Sourani founded the Palestinian Centre for Human Rights in 1995 and was part of a team of South African legal experts who brought charges of genocide against Israel before the International Court of Justice (ICJ) on December 29, 2013. He lived in Gaza until October 2023, when Israeli authorities detained him six times and charged him with terrorism. That month, a 900-kilogram bomb completely destroyed his home.
This happened after he was interviewed by Amy Goodman, founder of the American left-wing television-radio-internet political magazine Democracy Now!. Fortunately, he escaped safely with his wife and son, but he is convinced that Israel targeted his home. He vowed never to leave Gaza, but the threat of being killed led him to seek asylum in Cairo. He was a sharp critic of the International Criminal Court’s (ICC) inaction in response to Israeli abuses.

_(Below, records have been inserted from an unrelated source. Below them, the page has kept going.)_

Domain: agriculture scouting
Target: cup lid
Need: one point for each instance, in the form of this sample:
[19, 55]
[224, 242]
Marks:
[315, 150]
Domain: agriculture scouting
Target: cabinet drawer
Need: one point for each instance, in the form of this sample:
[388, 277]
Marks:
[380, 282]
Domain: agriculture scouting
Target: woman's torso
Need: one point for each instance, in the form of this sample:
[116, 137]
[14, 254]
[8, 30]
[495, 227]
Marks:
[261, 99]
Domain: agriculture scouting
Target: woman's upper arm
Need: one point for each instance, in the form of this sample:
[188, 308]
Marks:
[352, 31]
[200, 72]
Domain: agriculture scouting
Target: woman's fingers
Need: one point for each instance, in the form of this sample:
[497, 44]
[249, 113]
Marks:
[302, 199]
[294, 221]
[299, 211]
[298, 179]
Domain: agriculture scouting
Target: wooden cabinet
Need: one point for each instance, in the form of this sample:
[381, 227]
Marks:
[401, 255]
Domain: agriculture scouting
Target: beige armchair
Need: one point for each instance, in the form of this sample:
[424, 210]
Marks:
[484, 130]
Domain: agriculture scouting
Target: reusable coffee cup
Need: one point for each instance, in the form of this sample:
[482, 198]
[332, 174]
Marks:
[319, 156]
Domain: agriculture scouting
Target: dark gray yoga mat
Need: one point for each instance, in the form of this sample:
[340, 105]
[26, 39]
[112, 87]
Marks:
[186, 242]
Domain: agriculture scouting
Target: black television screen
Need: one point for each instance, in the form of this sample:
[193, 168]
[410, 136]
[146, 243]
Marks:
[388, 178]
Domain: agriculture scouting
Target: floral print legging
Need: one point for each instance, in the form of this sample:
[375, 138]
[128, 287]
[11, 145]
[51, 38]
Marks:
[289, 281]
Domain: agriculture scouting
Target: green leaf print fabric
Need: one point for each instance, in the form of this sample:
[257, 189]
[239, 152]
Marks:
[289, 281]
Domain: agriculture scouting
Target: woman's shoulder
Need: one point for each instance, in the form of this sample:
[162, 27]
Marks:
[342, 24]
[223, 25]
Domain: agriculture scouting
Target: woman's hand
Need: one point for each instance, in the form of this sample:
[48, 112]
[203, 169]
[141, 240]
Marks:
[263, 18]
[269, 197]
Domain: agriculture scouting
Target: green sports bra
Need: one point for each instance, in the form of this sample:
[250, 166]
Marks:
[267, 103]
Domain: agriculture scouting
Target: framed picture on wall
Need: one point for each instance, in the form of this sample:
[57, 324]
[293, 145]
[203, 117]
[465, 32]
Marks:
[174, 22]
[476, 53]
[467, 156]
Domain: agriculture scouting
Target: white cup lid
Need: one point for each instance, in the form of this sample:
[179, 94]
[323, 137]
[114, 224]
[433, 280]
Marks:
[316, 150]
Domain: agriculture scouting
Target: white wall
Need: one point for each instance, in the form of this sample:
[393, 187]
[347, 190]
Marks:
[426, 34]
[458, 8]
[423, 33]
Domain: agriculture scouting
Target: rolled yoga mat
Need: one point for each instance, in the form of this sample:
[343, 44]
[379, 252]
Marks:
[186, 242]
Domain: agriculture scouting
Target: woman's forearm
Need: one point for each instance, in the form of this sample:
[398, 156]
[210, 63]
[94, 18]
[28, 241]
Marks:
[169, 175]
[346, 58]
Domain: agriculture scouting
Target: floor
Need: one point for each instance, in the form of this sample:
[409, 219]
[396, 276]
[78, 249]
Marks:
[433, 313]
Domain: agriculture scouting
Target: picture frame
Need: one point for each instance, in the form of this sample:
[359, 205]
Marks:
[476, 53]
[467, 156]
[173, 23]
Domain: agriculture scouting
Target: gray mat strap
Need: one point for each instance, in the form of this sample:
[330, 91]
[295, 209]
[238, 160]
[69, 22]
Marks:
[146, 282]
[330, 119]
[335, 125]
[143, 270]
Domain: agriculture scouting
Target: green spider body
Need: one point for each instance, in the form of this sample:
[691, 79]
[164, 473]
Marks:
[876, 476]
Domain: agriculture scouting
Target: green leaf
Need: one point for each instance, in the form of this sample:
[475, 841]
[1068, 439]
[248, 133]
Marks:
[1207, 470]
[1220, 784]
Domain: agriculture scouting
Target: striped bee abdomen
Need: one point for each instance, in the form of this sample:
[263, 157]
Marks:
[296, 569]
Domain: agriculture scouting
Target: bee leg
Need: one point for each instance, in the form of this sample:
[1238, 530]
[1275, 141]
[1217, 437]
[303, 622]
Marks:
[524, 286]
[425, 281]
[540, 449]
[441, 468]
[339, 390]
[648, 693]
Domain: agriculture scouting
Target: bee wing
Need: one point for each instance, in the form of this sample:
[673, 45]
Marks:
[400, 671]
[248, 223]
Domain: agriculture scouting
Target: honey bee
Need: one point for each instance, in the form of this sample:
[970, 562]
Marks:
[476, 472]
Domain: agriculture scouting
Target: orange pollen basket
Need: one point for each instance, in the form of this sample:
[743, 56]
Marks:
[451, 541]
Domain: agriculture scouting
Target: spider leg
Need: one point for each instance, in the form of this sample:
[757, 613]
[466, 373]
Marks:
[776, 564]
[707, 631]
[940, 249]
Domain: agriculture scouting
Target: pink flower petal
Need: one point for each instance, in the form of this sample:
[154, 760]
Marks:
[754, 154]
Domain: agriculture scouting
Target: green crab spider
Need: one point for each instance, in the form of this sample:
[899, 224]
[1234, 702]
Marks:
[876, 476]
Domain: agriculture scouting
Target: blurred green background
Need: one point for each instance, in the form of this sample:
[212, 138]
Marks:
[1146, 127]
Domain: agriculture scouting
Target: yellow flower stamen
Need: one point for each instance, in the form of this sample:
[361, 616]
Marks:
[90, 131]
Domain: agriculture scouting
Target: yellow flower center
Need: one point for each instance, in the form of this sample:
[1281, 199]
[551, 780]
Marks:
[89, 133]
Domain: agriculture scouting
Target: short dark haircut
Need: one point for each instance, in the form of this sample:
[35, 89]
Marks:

He recalls a conversation with Luis Moreno Ocampo, the first prosecutor of the ICC and the predecessor of the current prosecutor, Imran Khan, who said that Ocampo told him that he could not take action against Israel without the permission of the US government. Incumbent Imran Khan, who in May 2024 filed an arrest warrant against Prime Minister Netanyahu and the recently dismissed then-Defense Minister Galland for allegedly starving civilians in Gaza for their war-mongering and targeted killings of civilians, believes Khan is also being overly cautious. Sourani believes that if the ICC had intervened sooner to protect Palestinians, the Hamas attack on October 7, 2023, could have been prevented. Instead, Israel has been receiving a steady stream of signs from the US and Europe that “Israel is untouchable and will not be held accountable.” The Netanyahu government has now gone one step further in its mockery and disregard for international law, launching a direct military strike on UN agencies in Gaza this October.